Some of them never got that far. Instead they had all the blood-letting they needed, virtually exterminating the Jews of the Rhineland.
Others of them, caused havoc amongst their fellow-Christians in the Byzantine Empire, at one point sacking Constantinople.
Even by the standards of 'Holy War', they were a throughly bad lot.
However, Urban may have done Europe a service by exporting so many members of its barbarous warrior caste. In fact, he may have known exactly what he was doing.
Tom Phillips "the man who can be credited as the founder of inter-religious war on a mass scale as we know it today -"
The man who should get the credit for being the founder of inter-religious war on a mass scale should of course be Mohammed not Pope Urban.
Muslim armies in the space of a hundred years were able to establish by jihad the largest pre-modern empire until that time.
Prophet Mohammad died in 632 and was succeeded by Caliph Abu Bakr, who established sovereignty by conquest over Arabia after a series of campaigns known as the Ridda Wars.
Once his authority in Arabia was consolidated, he initiated a war of conquest in the east by invading Iraq, then a province of the Sassanid Persian Empire; and on the western front, his armies invaded the Byzantine Empire
In April 637, the Arabs, after a long siege captured Jerusalem, which was surrendered by Patriarch Sophronius.
In the summer of 637, the Muslims captured Gaza, and, during the same period, the Byzantine authorities in Egypt and Mesopotamia purchased an expensive truce, which lasted three years for Egypt and one year for Mesopotamia.
Antioch fell in late 637, and by then the Muslims occupied whole of the northern Syria, except for upper Mesopotamia, which they granted a one-year truce.

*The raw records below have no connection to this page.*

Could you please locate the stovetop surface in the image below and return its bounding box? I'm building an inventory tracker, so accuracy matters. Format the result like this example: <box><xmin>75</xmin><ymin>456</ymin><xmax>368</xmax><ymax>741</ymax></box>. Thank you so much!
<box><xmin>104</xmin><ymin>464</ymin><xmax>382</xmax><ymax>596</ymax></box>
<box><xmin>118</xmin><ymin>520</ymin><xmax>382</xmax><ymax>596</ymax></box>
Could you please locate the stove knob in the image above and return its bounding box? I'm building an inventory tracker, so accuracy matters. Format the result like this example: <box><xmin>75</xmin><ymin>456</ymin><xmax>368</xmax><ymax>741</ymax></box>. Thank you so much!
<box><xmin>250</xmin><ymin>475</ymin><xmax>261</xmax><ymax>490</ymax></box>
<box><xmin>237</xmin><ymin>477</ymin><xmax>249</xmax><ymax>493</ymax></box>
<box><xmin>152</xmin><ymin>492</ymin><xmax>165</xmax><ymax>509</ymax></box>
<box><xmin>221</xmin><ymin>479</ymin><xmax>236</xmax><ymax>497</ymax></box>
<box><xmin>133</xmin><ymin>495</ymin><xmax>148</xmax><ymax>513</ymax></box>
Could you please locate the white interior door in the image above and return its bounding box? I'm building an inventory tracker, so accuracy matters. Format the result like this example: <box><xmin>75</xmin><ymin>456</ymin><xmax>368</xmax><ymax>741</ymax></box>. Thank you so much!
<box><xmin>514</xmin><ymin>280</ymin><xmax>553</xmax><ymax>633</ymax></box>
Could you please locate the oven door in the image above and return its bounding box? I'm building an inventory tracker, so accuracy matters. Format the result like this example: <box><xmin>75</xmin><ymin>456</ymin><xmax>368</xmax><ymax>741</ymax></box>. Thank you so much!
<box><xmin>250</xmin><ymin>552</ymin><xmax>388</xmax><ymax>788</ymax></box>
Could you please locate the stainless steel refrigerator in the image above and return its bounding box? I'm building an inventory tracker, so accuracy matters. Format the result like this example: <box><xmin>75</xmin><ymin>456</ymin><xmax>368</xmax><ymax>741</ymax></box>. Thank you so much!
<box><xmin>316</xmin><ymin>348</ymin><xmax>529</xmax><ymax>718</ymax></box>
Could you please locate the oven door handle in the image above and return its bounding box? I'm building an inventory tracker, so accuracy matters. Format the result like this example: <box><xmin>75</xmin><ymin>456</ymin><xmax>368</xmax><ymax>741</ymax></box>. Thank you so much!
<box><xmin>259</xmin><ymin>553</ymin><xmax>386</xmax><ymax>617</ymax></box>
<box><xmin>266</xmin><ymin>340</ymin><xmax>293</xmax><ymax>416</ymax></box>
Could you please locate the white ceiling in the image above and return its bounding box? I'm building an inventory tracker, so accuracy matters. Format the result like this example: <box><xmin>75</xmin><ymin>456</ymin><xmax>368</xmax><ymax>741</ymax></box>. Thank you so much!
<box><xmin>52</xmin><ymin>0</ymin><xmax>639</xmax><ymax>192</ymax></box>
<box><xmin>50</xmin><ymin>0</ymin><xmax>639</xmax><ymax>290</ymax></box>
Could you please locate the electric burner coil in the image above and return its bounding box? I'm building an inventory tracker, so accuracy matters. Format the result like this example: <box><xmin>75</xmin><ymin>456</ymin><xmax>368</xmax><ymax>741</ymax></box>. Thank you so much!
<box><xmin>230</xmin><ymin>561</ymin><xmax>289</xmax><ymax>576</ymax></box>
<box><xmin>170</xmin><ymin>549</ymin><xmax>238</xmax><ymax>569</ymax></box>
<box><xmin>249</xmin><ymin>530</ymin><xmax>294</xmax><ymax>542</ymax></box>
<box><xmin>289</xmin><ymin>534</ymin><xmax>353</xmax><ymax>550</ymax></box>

At the expiration of this truce in 638–639, the Arabs overran Byzantine Mesopotamia and Byzantine Armenia, and terminated the conquest of Palestine by storming Caesarea Maritima and effecting their final capture of Ascalon. In December 639, the Muslims departed from Palestine to invade Egypt in early 640.
etc etc
http://en.wikipedia.org/wiki/Muslim_conquests
After 400 years of Islamic military expansion Christianity pushed back mainly to secure the pilgrim route to Jerusalem that was then being blocked by the Muslims prior to that time it had been open.
"The Pope promised the crusading hordes eternal salvation as their reward for taking the Holy land form the infidel. "
Strangely echoes the promise of paradise offered to the Muslim hordes for fighting jihad in the name of Allah 400 years earlier Mohammad.
Maybe the NS could put these issues into context for once it would make a pleasant change.